Guide

Flaky Tests Explained: Causes, Costs, and How Vision-Based Testing Helps

Flaky tests waste 20+ hours weekly for most teams. Learn why traditional fixes fail and how vision-based testing eliminates flakiness at its source.

Dhaval Shreyas
Dhaval Shreyas
Co-founder & CEO at Pie
14 min read

What you’ll learn

  • The four root causes of test flakiness and why each one matters
  • Why retries, quarantines, and timeouts make the problem worse over time
  • How vision-based testing decouples tests from implementation details
  • A practical framework to measure your team’s flake rate

A test fails. You check the logs. Nothing in the codebase changed. You hit re-run, and it passes.

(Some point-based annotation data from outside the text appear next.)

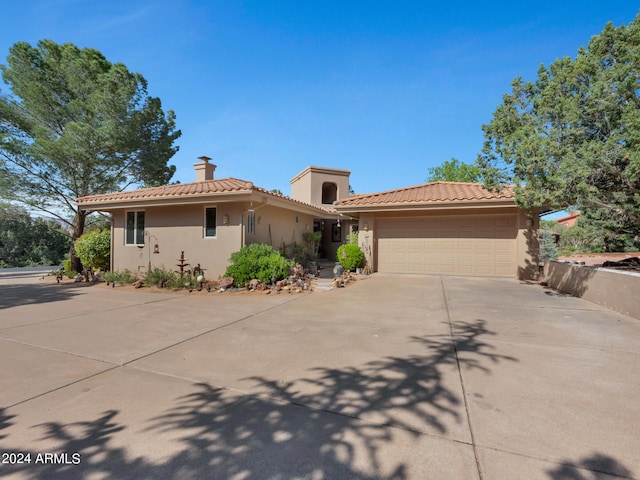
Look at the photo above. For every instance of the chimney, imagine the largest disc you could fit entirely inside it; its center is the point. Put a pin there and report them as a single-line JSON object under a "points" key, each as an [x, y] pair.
{"points": [[204, 169]]}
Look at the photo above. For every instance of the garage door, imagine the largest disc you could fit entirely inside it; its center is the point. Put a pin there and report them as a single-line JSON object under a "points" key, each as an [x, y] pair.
{"points": [[461, 245]]}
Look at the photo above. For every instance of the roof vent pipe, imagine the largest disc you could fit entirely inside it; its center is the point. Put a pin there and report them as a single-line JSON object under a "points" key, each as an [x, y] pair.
{"points": [[204, 169]]}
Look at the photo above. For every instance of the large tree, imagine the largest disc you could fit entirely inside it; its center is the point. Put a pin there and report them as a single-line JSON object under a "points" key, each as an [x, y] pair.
{"points": [[75, 124], [572, 137], [455, 171], [25, 241]]}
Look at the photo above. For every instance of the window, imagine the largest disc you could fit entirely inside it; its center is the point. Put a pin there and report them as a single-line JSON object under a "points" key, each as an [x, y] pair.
{"points": [[210, 222], [329, 193], [135, 228], [251, 223]]}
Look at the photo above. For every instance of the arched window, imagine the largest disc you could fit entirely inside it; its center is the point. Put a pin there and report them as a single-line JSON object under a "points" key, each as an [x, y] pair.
{"points": [[329, 193]]}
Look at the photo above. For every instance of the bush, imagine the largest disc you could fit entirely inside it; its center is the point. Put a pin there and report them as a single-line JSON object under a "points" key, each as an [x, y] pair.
{"points": [[548, 247], [94, 248], [68, 269], [259, 261], [124, 277], [350, 256], [162, 277]]}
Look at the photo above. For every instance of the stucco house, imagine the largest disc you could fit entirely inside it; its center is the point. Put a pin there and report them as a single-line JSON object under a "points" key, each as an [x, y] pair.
{"points": [[439, 228]]}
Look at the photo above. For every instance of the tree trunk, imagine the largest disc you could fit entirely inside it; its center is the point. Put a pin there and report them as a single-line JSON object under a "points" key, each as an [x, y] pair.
{"points": [[78, 230]]}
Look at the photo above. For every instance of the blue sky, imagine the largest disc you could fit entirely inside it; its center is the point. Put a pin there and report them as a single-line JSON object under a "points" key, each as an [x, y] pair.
{"points": [[384, 89]]}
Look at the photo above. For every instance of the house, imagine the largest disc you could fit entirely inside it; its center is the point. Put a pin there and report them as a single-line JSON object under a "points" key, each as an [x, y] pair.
{"points": [[439, 228], [569, 220], [447, 228]]}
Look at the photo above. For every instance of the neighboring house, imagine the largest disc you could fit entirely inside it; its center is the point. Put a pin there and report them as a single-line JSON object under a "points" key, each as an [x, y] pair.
{"points": [[440, 228], [569, 220]]}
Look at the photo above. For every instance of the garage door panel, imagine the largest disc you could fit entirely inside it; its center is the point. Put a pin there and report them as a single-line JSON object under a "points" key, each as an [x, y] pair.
{"points": [[469, 245]]}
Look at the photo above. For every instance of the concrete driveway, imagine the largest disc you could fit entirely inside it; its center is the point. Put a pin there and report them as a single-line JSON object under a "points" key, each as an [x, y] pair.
{"points": [[417, 377]]}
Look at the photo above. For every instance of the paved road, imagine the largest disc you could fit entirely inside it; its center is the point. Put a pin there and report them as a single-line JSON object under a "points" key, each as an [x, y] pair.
{"points": [[416, 377]]}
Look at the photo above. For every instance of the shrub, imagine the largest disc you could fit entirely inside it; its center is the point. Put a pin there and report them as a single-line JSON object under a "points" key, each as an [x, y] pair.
{"points": [[350, 256], [93, 249], [259, 261], [123, 277], [162, 277], [68, 269], [548, 247]]}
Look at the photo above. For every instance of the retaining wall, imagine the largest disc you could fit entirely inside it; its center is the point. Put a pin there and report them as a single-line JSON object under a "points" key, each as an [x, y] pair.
{"points": [[617, 290]]}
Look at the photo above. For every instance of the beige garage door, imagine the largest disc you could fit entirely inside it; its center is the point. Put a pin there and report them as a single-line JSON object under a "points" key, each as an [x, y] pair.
{"points": [[460, 245]]}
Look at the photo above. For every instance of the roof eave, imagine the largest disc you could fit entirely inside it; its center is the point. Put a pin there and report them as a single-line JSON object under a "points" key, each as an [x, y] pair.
{"points": [[217, 197], [450, 205]]}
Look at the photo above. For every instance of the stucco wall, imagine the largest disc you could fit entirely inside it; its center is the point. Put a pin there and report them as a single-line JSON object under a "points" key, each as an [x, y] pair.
{"points": [[525, 236], [615, 290], [307, 185], [180, 228], [276, 226]]}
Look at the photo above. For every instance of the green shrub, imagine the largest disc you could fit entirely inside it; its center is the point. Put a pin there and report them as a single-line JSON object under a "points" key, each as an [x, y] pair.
{"points": [[123, 277], [68, 269], [259, 261], [161, 276], [548, 247], [94, 248], [350, 256]]}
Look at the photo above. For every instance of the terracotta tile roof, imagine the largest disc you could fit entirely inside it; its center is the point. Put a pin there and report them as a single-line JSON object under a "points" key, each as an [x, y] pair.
{"points": [[186, 190], [437, 192]]}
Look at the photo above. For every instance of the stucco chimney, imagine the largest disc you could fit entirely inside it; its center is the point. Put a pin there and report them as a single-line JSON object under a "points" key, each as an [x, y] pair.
{"points": [[204, 169]]}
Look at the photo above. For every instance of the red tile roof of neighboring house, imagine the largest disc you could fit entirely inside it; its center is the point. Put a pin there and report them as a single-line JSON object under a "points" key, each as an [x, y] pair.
{"points": [[437, 192], [569, 220], [188, 190]]}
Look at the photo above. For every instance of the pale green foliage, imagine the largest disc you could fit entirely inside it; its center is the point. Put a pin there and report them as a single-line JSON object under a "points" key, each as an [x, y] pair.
{"points": [[75, 124], [455, 171], [548, 247], [572, 137], [350, 256], [94, 249], [121, 277], [259, 261], [28, 242]]}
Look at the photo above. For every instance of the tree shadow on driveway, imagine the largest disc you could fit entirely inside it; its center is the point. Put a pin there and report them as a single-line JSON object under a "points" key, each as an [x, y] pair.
{"points": [[28, 294], [337, 423]]}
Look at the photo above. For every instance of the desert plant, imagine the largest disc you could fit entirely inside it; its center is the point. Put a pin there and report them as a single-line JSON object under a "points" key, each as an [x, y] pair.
{"points": [[350, 256], [122, 277], [548, 247], [352, 238], [162, 277], [68, 270], [94, 249], [259, 261]]}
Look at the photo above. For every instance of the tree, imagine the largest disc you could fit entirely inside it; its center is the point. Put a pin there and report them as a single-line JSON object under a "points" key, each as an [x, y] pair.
{"points": [[27, 242], [571, 138], [455, 171], [76, 125]]}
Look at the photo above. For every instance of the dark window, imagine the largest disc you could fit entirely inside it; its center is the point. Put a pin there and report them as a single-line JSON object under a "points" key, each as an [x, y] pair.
{"points": [[251, 223], [210, 222], [329, 193], [135, 228]]}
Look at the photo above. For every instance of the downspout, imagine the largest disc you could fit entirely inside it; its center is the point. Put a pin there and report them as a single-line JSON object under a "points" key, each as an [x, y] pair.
{"points": [[111, 247]]}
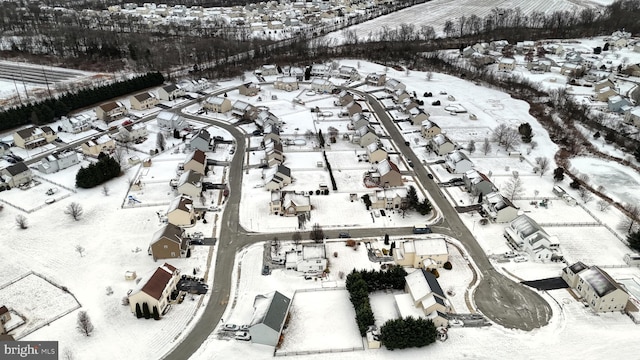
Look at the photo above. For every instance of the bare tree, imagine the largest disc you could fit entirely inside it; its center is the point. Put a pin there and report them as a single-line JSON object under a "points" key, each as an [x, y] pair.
{"points": [[80, 250], [603, 205], [486, 146], [84, 324], [21, 221], [513, 187], [543, 164], [74, 210]]}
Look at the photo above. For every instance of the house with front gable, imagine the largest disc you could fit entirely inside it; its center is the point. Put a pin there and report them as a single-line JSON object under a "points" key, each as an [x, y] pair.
{"points": [[365, 135], [248, 89], [57, 161], [276, 177], [155, 290], [33, 137], [596, 287], [499, 208], [97, 145], [389, 198], [143, 101], [344, 98], [171, 121], [190, 183], [375, 79], [181, 211], [428, 254], [289, 203], [388, 175], [375, 153], [16, 174], [477, 183], [196, 161], [201, 141], [286, 83], [526, 234], [423, 298], [170, 242], [457, 162], [269, 316], [418, 116], [111, 111], [429, 129], [170, 92], [75, 124], [440, 144], [217, 104]]}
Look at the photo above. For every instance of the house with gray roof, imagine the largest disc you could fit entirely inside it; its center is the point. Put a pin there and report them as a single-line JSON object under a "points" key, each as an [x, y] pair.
{"points": [[269, 314], [596, 287]]}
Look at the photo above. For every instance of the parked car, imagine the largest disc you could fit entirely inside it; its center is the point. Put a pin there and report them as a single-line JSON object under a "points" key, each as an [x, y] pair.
{"points": [[242, 335], [230, 327]]}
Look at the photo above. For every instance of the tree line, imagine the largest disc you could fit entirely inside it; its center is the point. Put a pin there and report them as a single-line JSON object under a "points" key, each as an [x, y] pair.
{"points": [[46, 111]]}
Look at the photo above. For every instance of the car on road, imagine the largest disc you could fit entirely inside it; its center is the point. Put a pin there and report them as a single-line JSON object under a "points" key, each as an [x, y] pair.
{"points": [[230, 327], [242, 335]]}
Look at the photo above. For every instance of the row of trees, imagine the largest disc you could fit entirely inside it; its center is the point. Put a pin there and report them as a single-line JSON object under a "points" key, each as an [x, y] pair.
{"points": [[48, 110]]}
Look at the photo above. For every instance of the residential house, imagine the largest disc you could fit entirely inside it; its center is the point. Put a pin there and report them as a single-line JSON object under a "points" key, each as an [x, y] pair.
{"points": [[276, 177], [170, 92], [322, 85], [155, 290], [389, 198], [632, 116], [478, 183], [143, 101], [457, 162], [393, 85], [376, 79], [181, 211], [499, 208], [97, 145], [270, 313], [133, 131], [424, 298], [286, 83], [201, 141], [418, 116], [111, 111], [311, 259], [244, 110], [344, 98], [526, 234], [57, 161], [33, 137], [429, 129], [422, 253], [289, 203], [171, 121], [507, 64], [190, 183], [75, 124], [196, 161], [169, 242], [440, 144], [217, 104], [388, 174], [375, 153], [596, 287], [16, 174], [618, 104], [248, 89]]}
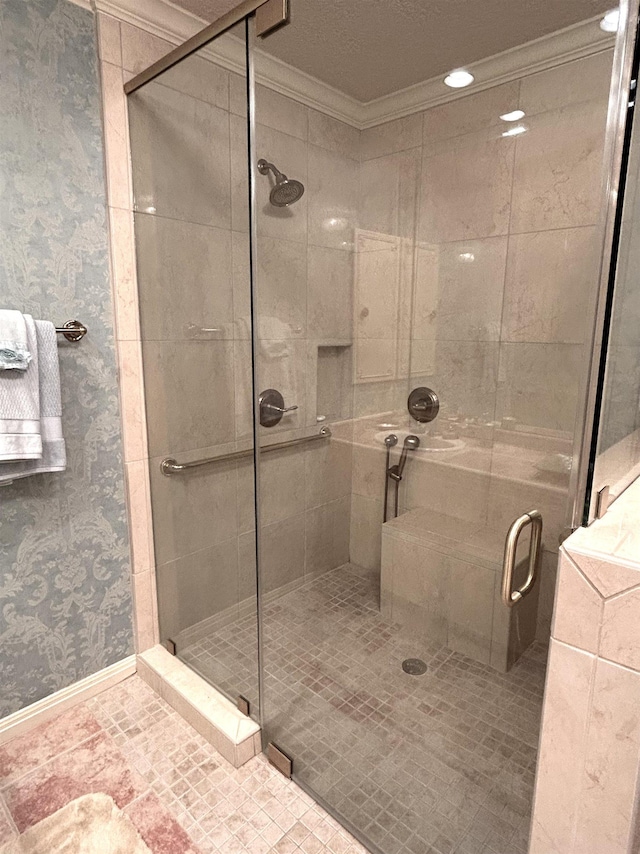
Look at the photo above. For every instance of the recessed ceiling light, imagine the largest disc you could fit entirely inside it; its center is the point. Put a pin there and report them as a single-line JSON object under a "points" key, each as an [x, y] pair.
{"points": [[459, 79], [610, 21], [518, 129], [513, 116]]}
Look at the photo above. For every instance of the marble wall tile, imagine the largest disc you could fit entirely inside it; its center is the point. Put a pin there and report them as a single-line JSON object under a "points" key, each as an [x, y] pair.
{"points": [[145, 610], [333, 135], [247, 575], [375, 360], [570, 675], [281, 288], [366, 528], [185, 280], [140, 49], [123, 272], [181, 165], [238, 95], [190, 402], [241, 285], [282, 552], [329, 293], [333, 199], [289, 154], [389, 192], [466, 188], [470, 289], [571, 83], [109, 43], [197, 586], [116, 138], [368, 470], [139, 514], [328, 471], [469, 114], [549, 274], [470, 603], [547, 594], [463, 493], [609, 782], [539, 384], [421, 587], [556, 178], [327, 536], [390, 137], [465, 378], [510, 498], [283, 114], [130, 377], [619, 637], [607, 576], [200, 79], [282, 485], [239, 174], [578, 611], [195, 512]]}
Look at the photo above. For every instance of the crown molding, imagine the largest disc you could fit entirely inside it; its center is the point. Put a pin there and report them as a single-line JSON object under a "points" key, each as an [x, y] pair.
{"points": [[168, 21], [575, 42]]}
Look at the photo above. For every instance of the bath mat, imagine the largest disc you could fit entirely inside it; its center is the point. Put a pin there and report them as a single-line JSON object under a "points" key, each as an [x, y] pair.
{"points": [[92, 824]]}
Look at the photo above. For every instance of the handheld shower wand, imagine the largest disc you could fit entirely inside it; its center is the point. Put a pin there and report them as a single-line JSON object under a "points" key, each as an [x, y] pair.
{"points": [[411, 443]]}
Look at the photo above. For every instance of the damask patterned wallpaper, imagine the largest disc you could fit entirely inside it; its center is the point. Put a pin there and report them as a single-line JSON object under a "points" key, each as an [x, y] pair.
{"points": [[65, 599]]}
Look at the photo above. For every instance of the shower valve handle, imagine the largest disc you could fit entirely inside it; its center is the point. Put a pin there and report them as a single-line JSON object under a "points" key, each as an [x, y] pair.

The World Quality Report found that organizations dedicate 30-50% of their testing resources to maintaining and updating test scripts. For a team of five QA engineers, that’s the equivalent of losing two full-time engineers to test babysitting.

The instinct is to add retries, increase timeouts, or quarantine the worst offenders. None of it works long-term because the problem runs deeper than individual tests. The architecture of selector-based testing is brittle.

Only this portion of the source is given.